Wednesday, July 19, 2006

Snowflakes That Stay White as My Asses

President Bush finally found the thing to which he had to just say no. He has, as expected, vetoed additional federal money for stem cell research because Nancy Reagan bugs even him.

Seriously, he did it because he feels embryonic stem cell research "crosses a moral boundary" he doesn't want to breach. To which I wonder, who knew he had moral boundaries?

The best part is he had his little photo op with the SnowflakeTM babies. Yep, the term is actually trademarked, just like Kleenex and Dumpster, which can both be related to the Snowflakes, but I won't go there. Nightlight Christian Adoptions started the whole Snowflake thing, and like most good Christians, they want credit for their good works.
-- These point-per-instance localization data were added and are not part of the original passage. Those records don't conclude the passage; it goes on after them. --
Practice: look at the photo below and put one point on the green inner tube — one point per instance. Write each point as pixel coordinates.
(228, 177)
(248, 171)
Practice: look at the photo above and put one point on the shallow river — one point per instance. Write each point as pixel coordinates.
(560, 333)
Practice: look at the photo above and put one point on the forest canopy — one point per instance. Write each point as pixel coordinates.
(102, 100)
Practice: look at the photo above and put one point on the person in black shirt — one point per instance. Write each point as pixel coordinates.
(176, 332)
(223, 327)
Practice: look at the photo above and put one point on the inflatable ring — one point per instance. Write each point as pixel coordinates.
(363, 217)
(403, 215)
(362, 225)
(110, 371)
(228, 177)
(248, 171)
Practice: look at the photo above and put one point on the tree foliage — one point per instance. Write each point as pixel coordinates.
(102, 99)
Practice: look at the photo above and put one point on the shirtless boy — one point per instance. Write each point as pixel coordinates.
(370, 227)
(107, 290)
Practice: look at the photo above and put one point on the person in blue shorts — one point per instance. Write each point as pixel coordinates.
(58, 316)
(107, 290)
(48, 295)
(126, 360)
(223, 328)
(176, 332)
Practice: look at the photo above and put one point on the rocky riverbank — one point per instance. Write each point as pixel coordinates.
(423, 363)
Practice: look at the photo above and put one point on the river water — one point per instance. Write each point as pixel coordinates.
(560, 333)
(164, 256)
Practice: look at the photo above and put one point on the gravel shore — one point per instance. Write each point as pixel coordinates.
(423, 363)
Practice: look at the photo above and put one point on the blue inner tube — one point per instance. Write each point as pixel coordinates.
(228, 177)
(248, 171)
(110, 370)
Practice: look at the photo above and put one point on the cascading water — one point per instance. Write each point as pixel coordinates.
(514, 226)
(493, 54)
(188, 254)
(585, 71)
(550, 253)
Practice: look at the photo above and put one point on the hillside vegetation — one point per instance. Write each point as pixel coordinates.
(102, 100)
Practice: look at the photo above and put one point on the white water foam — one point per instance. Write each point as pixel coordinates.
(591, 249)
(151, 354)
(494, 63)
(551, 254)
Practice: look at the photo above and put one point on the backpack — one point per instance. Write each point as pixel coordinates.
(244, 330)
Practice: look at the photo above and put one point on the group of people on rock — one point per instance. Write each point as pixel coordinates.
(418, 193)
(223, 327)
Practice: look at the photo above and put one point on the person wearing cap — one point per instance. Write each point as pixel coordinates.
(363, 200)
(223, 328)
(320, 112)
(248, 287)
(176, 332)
Of course, they insist the name refers to the embryos having been frozen, and for the resulting children being as unique as snowflakes.

They leave out the part they tend to be white as snowflakes, too.
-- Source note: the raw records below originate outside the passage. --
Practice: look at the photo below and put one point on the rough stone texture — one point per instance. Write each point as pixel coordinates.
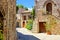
(8, 9)
(41, 16)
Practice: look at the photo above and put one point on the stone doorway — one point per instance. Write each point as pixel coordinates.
(42, 27)
(49, 8)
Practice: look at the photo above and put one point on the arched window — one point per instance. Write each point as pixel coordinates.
(49, 8)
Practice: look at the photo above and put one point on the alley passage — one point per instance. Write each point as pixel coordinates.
(24, 34)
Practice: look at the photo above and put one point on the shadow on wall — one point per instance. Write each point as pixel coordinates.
(26, 37)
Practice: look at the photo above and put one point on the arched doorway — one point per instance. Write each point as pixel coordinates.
(1, 23)
(49, 8)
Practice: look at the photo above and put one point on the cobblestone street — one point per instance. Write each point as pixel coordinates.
(24, 34)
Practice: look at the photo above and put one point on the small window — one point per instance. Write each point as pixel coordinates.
(24, 17)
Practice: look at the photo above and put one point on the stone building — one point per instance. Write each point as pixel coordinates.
(23, 16)
(44, 8)
(8, 18)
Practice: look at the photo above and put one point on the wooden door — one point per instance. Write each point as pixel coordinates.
(42, 27)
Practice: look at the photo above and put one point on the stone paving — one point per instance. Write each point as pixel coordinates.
(24, 34)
For perhaps that's what this really is all about--how can we get the supply of white adoptable babies up? You can check the stats with the U.S. Census Bureau and discover "16% percent of adopted children under 18 are black. Additionally, 7 percent are Asian and 2 percent are American Indian and Alaska native. Adopted children are more likely to be of these race groups than are biological children or stepchildren."
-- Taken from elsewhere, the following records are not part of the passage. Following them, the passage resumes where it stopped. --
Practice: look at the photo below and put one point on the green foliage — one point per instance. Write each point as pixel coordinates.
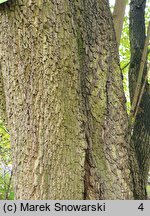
(6, 190)
(124, 51)
(2, 1)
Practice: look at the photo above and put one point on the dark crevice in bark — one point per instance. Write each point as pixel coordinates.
(141, 131)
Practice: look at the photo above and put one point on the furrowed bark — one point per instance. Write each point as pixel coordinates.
(118, 18)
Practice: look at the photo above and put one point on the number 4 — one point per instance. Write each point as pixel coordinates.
(141, 207)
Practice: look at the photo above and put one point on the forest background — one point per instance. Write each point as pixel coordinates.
(6, 170)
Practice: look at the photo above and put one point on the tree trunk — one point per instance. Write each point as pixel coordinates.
(64, 100)
(118, 17)
(141, 131)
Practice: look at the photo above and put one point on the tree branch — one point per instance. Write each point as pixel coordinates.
(137, 93)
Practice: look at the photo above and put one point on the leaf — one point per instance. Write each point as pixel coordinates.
(2, 1)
But not if Nightlight has a say in it, which is mighty white of them, if you ask me. Now we have 99 Snowflakes with 400,000 frozen embryos waiting for their happy womb thaw. As for the 30,000 Americans with Lou Gehrig's Disease, the 4,000,000-5,000,000 Americans with Parkinson's, the 4,000,000 Americans with Alzheimer's, the 388,571 Americans with M.S., etc. etc., well, they don't make as nice a photo op, do they? BushCo. and Nightlight care about the pre-born, but the pre-dead might as well just get rid of that pre-.